POSTED: 11:37 p.m. HST, Mar 13, 2012
LAST UPDATED: 6:56 a.m. HST, Mar 14, 2012
TOKYO >> A series of earthquakes rattled Tokyo and northeastern Japan today but caused no apparent damage or injury in the same region hit by last year's devastating tsunami.
There was no tsunami threat to Hawaii or the Pacific region, said the Pacific Tsunami Warning Center.
The Japan Meteorological Agency said the magnitude-6.8 quake struck at 7:08 p.m. Wednesday (11:08 p.m. Tuesday in Hawaii.) and was centered about 146 miles south of Kushiro, Japan, on Hokkaido island, at a depth of about 6 miles below the sea surface.
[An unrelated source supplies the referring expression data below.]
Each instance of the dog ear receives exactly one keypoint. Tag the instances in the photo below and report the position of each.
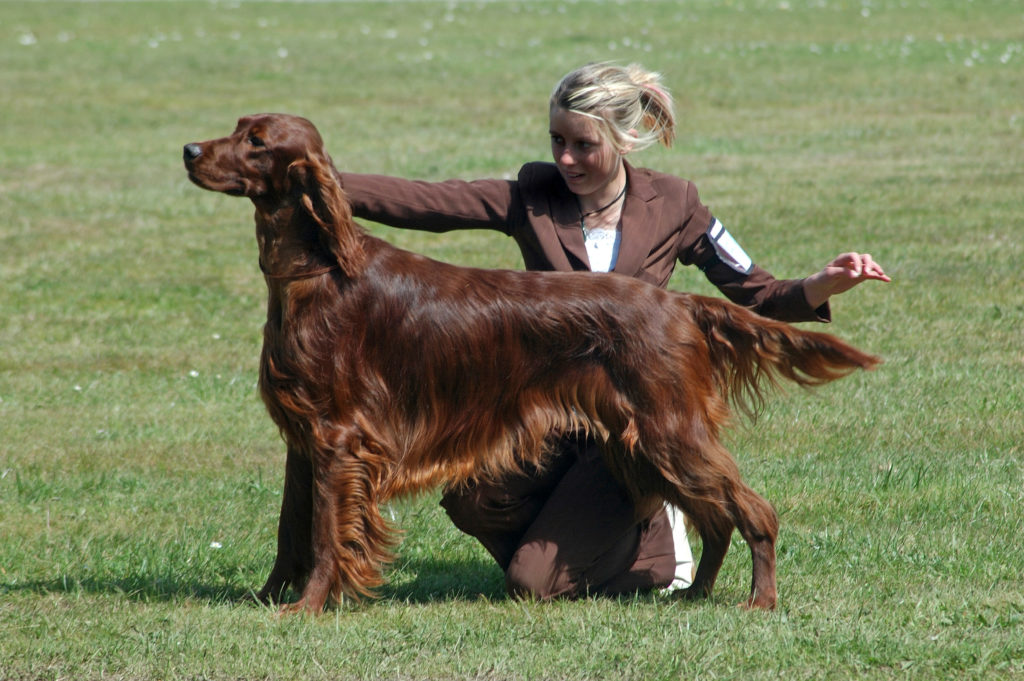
(325, 201)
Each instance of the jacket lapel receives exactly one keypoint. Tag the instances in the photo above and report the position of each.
(566, 219)
(640, 215)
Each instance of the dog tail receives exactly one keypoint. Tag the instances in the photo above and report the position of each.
(750, 352)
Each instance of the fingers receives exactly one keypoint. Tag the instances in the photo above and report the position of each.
(860, 265)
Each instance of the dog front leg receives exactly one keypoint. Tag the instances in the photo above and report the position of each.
(350, 540)
(292, 565)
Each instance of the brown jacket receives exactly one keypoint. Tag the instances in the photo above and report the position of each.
(663, 220)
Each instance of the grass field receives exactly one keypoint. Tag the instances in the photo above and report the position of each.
(140, 478)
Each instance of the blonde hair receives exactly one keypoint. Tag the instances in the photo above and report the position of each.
(630, 103)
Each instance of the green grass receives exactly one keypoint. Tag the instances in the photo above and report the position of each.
(139, 477)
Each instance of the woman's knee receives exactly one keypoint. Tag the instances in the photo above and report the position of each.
(532, 573)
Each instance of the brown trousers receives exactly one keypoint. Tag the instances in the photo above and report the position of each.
(566, 530)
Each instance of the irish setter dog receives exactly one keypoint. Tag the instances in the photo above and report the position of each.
(388, 373)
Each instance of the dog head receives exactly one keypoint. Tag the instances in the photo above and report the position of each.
(279, 162)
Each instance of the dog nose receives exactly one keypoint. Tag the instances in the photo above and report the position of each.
(193, 152)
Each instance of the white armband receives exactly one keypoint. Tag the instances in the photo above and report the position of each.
(728, 250)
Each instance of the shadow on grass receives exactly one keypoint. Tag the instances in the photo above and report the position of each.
(431, 581)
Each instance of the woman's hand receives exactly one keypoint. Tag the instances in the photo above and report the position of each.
(846, 271)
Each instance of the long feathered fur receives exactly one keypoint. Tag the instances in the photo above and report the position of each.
(389, 373)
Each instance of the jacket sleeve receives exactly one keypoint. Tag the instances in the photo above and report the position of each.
(707, 245)
(487, 204)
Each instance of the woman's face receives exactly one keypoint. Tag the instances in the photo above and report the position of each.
(589, 164)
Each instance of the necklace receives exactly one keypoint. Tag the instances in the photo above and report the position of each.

Several other towns issued evacuation orders or advisories to residents nearest the coast. A tsunami of 8 inches was observed in the port of Hachinohe in Aomori, northern Japan, about one hour after the quake struck the region. Smaller changes were also reported in several locations on Hokkaido island and Aomori prefecture.
An aftershock of magnitude 5.9 struck followed about two hours later.
About three hours later, a magnitude-6.1 quake shook buildings in the capital. It was centered just off the coast of Chiba, east of Tokyo, at a rather shallow 6 miles below the sea surface.
Narita International Airport briefly closed runways for inspection but later resumed operation. Several local train services were suspended for safety checks.
There were no abnormalities reported at nuclear power plants after the two earthquakes, operators said. Most of Japan's nuclear plants are offline for safety inspections.
On Sunday, Japan marked the first anniversary of the massive magnitude-9.0 earthquake and tsunami that left about 19,000 people dead or missing, wreaked widespread damage along the northeastern coast, and triggered the worst nuclear accident since Chernobyl. Rebuilding has yet to fully begin in many coastal communities.
The town of Otsuchi in Iwate prefecture, where more than 800 died in last year’s tsunami, issued an evacuation order to all households along the coast as a precaution, said prefectural disaster management official Shinichi Motoyama. No damage or injury was reported from the quake so far, he said.
Iwate was heavily damaged by last year’s earthquake and tsunami. Thousands of aftershocks have shaken the region since then, nearly all of them of minor or moderate strength.